Nationwide impact of CAR-T approval on acute lymphoblastic leukemia mortality in the United States, 1999-2023: Difference-in-differences and synthetic control analyses Free

Background

Anti-CD19 chimeric antigen receptor T-cell (CAR-T) therapy received its first U.S. approval for relapsed/refractory acute lymphoblastic leukemia (ALL) in late 2017. The extent to which this innovation reduced population-level mortality is unknown.

Methods

Multiple-cause-of-death data for ALL (ICD-10 C91.0), acute myeloid leukemia (AML, C92.), malignant brain tumors (C71), and malignant bone tumors (C40–C41) were extracted from CDC WONDER (query 10 July 2025). Sex-specific mortality rates per 100 000 were calculated for three age bands (0-14, 15-39, ≥40 years), yielding 12 prespecified strata. A pre-CAR-T era (1999-2016) and post-CAR-T era (2018-2023) were defined; 2017 was treated as the transition year. Post-2018 counterfactuals were generated with a gradient-boosted quantile-regression time-series model (LightGBM; 2.5th/97.5th quantiles). Causal attribution was assessed using (i) pairwise difference-in-differences (DiD) between ALL and each control tumor type and (ii) a synthetic triple-difference estimator that combined AML, brain, and bone mortality with non-negative weights learned from pre-period data (Σw = 1).
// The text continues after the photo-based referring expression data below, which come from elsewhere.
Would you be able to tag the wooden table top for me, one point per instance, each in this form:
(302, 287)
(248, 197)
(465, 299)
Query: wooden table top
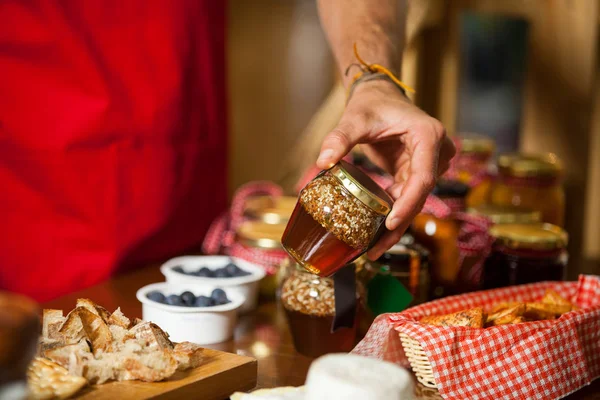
(262, 334)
Ninety-five-percent prediction intervals were reported for the machine-learning model.

Results

Between 1999 and 2023, the United States recorded 152 983 deaths from ALL (114 013 during the pre-CAR-T era and 38 970 after approval). Mean annual mortality fell in 11 of the 12 predefined age-and-sex strata; the steepest absolute decline occurred in men aged 40 years or older, dropping by 1.37 per 100 000 (an 18 percent reduction). Synthetic triple-difference testing confirmed a significant post-approval decrease across every stratum, with point estimates spanning 0.06 to 1.84 fewer deaths per 100 000. The largest effect again appeared in older men (1.84 per 100 000; donor mix AML 54 percent, bone 46 percent), while even the smallest subgroup, boys aged 0 to 14 years, showed a clear reduction of 0.057 per 100 000 (weights AML 51 percent, brain 21 percent, bone 29 percent).

Conclusions

U.S. nationwide mortality data show a rapid and clinically meaningful decline in ALL deaths temporally aligned with CAR-T dissemination, greatest among adults ≥ 40 years. Concordant findings from machine-learning forecasts, DiD, and synthetic triple-difference analyses using biologically related malignancies strengthen causal inference and support the real-world effectiveness of CAR-T therapy. Continued surveillance is warranted to evaluate durability and equitable access.